Aggregate functions

Andrey Aksenov

Contents

Overview
Usage examples

Aggregate functions compute a single result from a set of input values and are typically used within SELECT queries to summarize data across multiple rows. Common examples include calculating sums, counts, or averages.

Typical aggregate functions are SUM(), COUNT(), AVG(), MIN(), and MAX(). When combined with GROUP BY, these functions compute aggregated values for each group. The HAVING clause allows you to filter groups after aggregation, similar to how WHERE filters individual rows before grouping.

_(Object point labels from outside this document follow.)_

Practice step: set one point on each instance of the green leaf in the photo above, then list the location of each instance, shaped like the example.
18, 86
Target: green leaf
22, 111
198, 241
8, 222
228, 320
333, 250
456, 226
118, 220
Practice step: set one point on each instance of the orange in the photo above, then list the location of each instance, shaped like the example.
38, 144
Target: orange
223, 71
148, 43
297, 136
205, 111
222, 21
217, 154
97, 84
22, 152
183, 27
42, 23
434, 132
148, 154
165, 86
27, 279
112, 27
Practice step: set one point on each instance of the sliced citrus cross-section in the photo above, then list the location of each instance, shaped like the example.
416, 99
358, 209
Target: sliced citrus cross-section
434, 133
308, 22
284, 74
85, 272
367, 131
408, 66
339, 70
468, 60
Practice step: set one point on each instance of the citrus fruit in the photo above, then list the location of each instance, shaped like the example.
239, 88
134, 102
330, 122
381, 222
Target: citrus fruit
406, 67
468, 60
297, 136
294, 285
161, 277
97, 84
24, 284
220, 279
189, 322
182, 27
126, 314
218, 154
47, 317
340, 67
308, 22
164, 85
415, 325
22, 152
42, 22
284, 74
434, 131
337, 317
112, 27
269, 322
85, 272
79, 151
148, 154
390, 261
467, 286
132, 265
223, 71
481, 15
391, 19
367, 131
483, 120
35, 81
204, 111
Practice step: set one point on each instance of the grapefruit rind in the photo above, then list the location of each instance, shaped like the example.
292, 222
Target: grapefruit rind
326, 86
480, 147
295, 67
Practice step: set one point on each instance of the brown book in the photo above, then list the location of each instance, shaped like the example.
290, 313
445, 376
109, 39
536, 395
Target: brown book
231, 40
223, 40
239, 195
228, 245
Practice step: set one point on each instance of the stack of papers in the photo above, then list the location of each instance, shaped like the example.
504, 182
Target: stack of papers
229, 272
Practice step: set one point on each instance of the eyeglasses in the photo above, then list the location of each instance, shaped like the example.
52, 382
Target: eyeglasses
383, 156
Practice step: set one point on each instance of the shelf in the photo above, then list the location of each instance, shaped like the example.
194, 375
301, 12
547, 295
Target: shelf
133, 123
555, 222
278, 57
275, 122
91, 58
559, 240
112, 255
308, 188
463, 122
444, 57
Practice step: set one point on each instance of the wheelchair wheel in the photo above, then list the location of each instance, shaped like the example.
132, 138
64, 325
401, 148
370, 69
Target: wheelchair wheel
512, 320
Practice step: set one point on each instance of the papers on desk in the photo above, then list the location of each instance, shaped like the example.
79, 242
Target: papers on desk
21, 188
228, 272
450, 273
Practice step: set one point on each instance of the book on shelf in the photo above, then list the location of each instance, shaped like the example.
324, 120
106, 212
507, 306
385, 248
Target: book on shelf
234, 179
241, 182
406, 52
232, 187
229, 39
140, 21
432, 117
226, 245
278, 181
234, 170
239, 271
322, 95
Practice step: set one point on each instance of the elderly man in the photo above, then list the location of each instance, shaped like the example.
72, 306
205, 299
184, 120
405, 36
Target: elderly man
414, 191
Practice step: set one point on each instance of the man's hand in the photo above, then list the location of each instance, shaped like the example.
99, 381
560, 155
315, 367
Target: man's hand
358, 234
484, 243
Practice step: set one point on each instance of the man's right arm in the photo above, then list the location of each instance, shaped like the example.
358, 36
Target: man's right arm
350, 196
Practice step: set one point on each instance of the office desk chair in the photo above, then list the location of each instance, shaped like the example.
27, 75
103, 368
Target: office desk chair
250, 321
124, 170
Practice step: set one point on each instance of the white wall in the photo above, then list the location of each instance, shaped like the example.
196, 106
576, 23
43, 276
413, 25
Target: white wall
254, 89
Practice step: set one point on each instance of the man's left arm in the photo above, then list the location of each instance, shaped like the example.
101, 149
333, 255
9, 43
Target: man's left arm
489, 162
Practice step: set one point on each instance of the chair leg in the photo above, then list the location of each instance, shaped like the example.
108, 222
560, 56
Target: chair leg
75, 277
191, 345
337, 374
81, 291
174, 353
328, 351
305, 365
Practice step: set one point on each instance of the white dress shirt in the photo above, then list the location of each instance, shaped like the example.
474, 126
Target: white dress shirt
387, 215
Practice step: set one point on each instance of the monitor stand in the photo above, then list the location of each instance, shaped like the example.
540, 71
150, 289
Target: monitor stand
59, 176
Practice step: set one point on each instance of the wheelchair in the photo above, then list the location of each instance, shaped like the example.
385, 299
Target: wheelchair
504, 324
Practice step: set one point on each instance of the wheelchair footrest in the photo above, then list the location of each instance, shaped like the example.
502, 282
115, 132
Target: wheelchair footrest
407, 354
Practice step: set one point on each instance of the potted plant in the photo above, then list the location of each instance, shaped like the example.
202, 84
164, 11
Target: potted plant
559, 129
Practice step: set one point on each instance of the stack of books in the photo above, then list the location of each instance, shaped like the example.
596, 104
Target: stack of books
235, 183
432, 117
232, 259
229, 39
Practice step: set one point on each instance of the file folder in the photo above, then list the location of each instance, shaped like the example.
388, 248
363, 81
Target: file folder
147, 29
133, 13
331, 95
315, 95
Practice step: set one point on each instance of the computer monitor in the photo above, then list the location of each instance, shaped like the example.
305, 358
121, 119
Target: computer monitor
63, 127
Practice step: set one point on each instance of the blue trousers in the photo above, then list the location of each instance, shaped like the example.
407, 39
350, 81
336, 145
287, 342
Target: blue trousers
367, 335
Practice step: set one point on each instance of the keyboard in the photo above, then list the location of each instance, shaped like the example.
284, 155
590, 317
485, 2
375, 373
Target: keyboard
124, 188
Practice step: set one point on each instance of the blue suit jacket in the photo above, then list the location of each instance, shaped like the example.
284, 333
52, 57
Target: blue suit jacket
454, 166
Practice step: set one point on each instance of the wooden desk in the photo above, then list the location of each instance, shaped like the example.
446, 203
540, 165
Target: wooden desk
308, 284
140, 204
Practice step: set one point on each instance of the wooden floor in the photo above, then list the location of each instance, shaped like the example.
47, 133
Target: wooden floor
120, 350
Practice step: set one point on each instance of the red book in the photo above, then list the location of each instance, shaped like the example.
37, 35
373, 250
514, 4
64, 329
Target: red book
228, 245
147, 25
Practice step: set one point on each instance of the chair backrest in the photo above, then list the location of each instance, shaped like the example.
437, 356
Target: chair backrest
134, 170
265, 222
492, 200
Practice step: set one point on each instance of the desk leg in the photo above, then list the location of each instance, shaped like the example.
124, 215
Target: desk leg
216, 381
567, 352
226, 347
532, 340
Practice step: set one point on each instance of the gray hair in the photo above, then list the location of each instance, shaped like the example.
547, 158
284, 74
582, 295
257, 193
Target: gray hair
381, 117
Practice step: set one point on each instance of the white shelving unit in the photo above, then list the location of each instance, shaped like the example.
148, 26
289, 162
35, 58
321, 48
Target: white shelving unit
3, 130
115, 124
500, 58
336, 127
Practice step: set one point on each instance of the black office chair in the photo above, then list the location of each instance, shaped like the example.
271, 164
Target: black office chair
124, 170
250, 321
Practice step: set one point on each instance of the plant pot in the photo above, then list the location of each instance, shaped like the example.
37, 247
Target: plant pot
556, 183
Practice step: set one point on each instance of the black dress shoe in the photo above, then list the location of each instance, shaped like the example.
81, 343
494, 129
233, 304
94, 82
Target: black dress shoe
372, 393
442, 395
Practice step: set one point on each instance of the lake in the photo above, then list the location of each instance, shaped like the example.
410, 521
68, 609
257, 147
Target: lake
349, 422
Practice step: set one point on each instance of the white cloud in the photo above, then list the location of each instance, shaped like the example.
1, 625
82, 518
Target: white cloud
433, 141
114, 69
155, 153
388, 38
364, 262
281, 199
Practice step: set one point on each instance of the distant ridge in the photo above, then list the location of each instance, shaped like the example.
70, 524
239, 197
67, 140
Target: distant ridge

Most aggregate functions take a single argument, which is the column or expression to be aggregated:

<aggregate_name>(expression)

where:

aggregate_name — the name of the function (for example, SUM, AVG, COUNT) that performs the aggregation.
expression — the column or expression whose values are aggregated.

For example, SUM(quantity) calculates the total quantity by summing all values in the quantity column. COUNT(product) counts the number of non-null values in the product column.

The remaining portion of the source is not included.